Nkosi Johnson (1989-2001)Nkosi Johnson children who changed the world

Nkosi was a South-African child who changed the world through his HIV/AIDS campaigning. He was born seropositive in a village close to DAnnhauser. He never met his father and his mother died the year he started going to school. The boy was adopted by Gail Johnson, a PR specialist, after his mother could no longer care for him. After he was refused by a primary school in a suburb of Johannesburg because of his illness, his voice was heard throughout the country and the constitution of South Africa banned medical discrimination. At the time of his death, Nkosi was the oldest living child born with the disease.

Malala Yousafzai (1997-present) Malala Yousafzai children who changed the world

Malala was born in Mingora, Pakistan. When she was 11, she wrote to the BBC about her life under the Taliban regime and how the girls in her community are denied an education. In 2011, she was awarded a Peace Prize for her courage to speak up about her problems. This drew the Taliban’s attention who shot her in the head in October 2012. Surprisingly, Malala survived and is now living in the UK. She held a speech for the UN and said that she wouldn’t let the terrorists intimidate her.

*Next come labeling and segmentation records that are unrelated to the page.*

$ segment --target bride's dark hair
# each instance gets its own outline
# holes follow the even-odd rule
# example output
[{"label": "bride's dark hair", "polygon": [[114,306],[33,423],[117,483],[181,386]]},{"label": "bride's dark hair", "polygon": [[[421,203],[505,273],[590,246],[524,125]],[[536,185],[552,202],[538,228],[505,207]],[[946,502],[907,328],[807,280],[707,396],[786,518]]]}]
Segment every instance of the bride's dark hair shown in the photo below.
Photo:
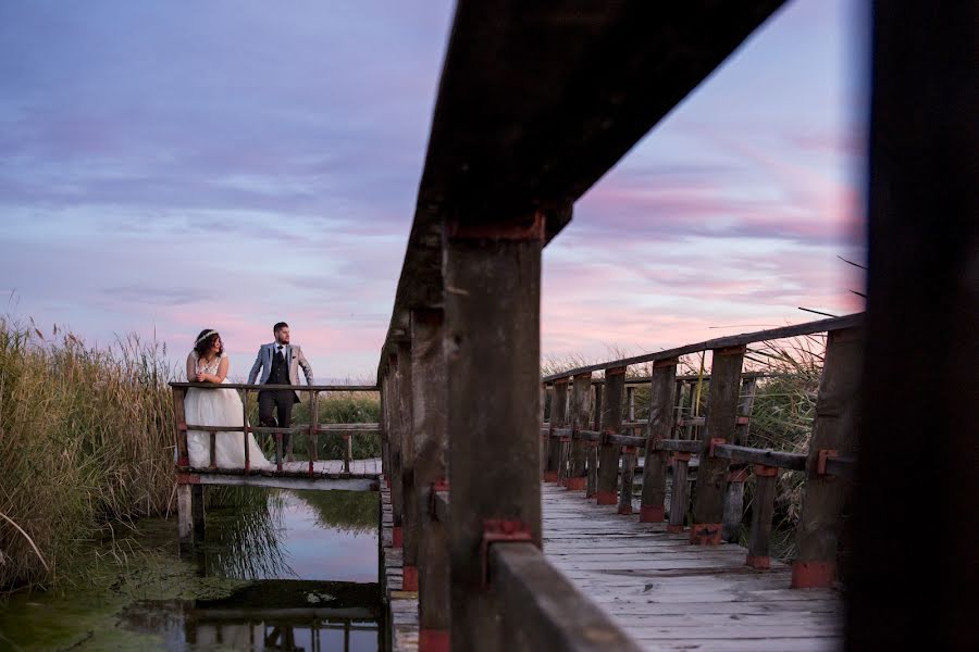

Iqbal Masih (1983-1995)Iqbal Masih children who changed the world

Iqbal was born in 1983 in a little village outside Lahore, Pakistan. When he was four, his family forced him to start working in the rug industry, so that the family could pay back a debt of 16 dollars. He was working in chains, with other children, for 14 hours a day, six days a week. He only had a 30 minute break each day and weighed 27 kilograms and measured 1,2 meters. When Iqbal was 10, his slavery ended after forced child labor was declared illegal by Pakistan’s Supreme Court. He joined a front of forber forced labor victims and helped over 3,000 children regain their freedom. He started giving speeches thrgouhout the world about forced labor, but after he returned from a trip to the US, he was mistakenly shot by a farmer. He was 12 and many believe he was assassinated.